Verfasst von: M. Bidlingmaier
Estrogene
Synonym(e)
Follikelhormone; Östrogene; Weibliche Sexualhormone
Englischer Begriff
estrogens
Definition
Oberbegriff für die weiblichen Sexualhormone. Chemisch sind damit die natürlichen oder synthetischen C19-Steroide gemeint, deren Struktur sich vom Estran (auch: 13β-Methyl-gonan) ableitet. Die wichtigsten Estrogene beim Menschen sind Estradiol, Estron und Estriol.
Beschreibung.
Estrogene entstehen durch Aromatisierung von Testosteron. Dieser über das Enzym Aromatase vermittelte Schritt erfolgt bei der Frau hauptsächlich in den Granulosazellen der präovulatorischen Graaf-Follikel sowie später im Corpus luteum, zudem während der Schwangerschaft in der Plazenta. Beim Mann findet sich eine altersabhängig in unterschiedlichen Zelltypen lokalisierte Expression der Aromatase im Hoden. Präpubertär zeigt sie sich vor allem in den Sertoli-Zellen, postpubertär in Leydig-Zellen, ferner in Keimzellen und Spermien. Zudem findet sich die Aromatase bei beiden Geschlechtern in der Nebennierenrinde und im Fettgewebe. Wie die Androgene zirkulieren die Estrogene zum größten Teil gebunden an Proteine. Neben der relativ schwachen Bindung an Albumin und kortisolbindendes Globulin (CBG) erfolgt eine spezifische Bindung an Sexualhormon-bindendes Globulin (SHBG). Diese hat allerdings eine geringere Affinität als die von Dihydrotestosteron und Testosteron. Die Ausscheidung der Estrogene erfolgt nach Glucuronidierung renal.

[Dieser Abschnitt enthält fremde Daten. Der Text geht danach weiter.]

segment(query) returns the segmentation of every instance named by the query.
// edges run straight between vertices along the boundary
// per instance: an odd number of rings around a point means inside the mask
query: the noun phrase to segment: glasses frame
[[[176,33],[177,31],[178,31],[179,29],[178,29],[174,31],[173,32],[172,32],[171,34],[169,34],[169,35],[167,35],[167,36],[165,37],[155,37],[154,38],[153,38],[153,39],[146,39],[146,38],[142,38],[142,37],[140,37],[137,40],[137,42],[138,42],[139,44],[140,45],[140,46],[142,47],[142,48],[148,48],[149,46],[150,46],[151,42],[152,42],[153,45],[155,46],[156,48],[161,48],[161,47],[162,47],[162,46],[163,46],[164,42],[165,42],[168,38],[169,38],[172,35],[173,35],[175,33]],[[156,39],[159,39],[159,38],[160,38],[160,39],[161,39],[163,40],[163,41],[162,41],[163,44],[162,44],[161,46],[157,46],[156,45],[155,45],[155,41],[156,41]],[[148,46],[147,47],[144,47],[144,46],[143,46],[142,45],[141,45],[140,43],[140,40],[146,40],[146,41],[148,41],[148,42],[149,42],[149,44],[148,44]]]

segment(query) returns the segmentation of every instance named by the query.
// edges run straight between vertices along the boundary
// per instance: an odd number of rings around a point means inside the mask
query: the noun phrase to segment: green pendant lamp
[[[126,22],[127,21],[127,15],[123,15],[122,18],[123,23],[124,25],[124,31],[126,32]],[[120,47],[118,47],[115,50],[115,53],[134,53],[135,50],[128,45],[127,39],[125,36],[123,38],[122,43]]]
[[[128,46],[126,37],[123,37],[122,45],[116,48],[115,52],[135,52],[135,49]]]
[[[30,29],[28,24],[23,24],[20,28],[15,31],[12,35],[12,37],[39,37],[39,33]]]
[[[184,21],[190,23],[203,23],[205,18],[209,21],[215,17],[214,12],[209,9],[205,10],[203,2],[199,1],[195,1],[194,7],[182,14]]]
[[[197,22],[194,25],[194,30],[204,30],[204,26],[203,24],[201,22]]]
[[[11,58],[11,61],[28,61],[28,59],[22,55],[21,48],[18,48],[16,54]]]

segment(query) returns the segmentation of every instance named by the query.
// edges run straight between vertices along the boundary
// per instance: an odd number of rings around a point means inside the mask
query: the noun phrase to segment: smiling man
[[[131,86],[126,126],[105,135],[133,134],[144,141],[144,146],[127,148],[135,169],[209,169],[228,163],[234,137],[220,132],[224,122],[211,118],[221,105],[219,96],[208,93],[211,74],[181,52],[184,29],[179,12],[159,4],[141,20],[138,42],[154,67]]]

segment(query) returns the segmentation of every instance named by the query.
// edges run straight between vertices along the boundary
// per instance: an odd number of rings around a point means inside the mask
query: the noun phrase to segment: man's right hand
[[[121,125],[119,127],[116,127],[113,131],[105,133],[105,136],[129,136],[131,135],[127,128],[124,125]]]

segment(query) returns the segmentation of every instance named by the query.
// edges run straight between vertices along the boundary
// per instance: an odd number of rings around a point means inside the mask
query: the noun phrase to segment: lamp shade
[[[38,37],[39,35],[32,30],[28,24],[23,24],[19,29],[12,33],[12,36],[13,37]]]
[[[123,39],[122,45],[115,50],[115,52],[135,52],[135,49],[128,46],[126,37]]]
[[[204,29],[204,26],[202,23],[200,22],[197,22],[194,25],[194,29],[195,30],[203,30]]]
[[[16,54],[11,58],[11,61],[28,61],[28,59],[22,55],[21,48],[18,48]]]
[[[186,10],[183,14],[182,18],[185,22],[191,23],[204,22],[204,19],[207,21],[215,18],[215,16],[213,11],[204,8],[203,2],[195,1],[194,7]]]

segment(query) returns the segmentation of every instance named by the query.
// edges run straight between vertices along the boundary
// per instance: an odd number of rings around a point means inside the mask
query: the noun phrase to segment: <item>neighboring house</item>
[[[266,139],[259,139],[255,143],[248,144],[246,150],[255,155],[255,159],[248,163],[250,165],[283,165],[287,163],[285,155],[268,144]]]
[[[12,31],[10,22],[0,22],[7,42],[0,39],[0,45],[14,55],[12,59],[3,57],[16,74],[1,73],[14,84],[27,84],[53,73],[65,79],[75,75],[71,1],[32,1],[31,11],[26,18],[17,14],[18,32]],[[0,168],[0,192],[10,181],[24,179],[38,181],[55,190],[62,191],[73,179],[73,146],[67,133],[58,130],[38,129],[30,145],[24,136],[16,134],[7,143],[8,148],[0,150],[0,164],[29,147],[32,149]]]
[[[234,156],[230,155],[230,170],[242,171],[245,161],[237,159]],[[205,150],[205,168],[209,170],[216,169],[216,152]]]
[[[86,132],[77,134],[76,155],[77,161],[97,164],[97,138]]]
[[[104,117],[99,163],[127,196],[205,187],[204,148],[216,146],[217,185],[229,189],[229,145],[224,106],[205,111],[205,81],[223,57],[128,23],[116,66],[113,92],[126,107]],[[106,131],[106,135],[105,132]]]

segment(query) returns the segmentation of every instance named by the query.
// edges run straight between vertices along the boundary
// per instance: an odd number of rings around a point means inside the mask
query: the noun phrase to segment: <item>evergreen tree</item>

Die Wirkung der Estrogene wird über nukleäre Estrogenrezeptoren vermittelt. Während des weiblichen Zyklus sind die Estrogene wesentlich an der Regulation der Follikereifung, der hypophysären Sekretion von luteinisierendem Hormon (LH, s. Luteinisierendes Hormon) und follikelstimulierendem Hormon (FSH; s. Follikelstimulierendes Hormon), dem Aufbau der Gebärmutterschleimhaut sowie der Konsistenz des Zervixschleims beteiligt. Neuere Untersuchungen belegen auch eine Wirkung in der Regulation der männlichen Fertilität. Darüber sind Estrogeneffekte auf nahezu alle Gewebe beschrieben. So regulieren sie den Knochenstoffwechsel, die renale Natrium- und Wasserretention, die Basaltemperatur, aber auch zentralnervöse Vorgänge und das Immunsystem.
Therapeutisch ist die Gabe von Estrogenen zentrales Wirkprinzip der meisten Kontrazeptiva. Reine oder partielle Estrogen-Rezeptorantagonisten oder auch Inhibitoren der Aromatase werden therapeutisch beim hormonsensitiven Mammakarzinom eingesetzt.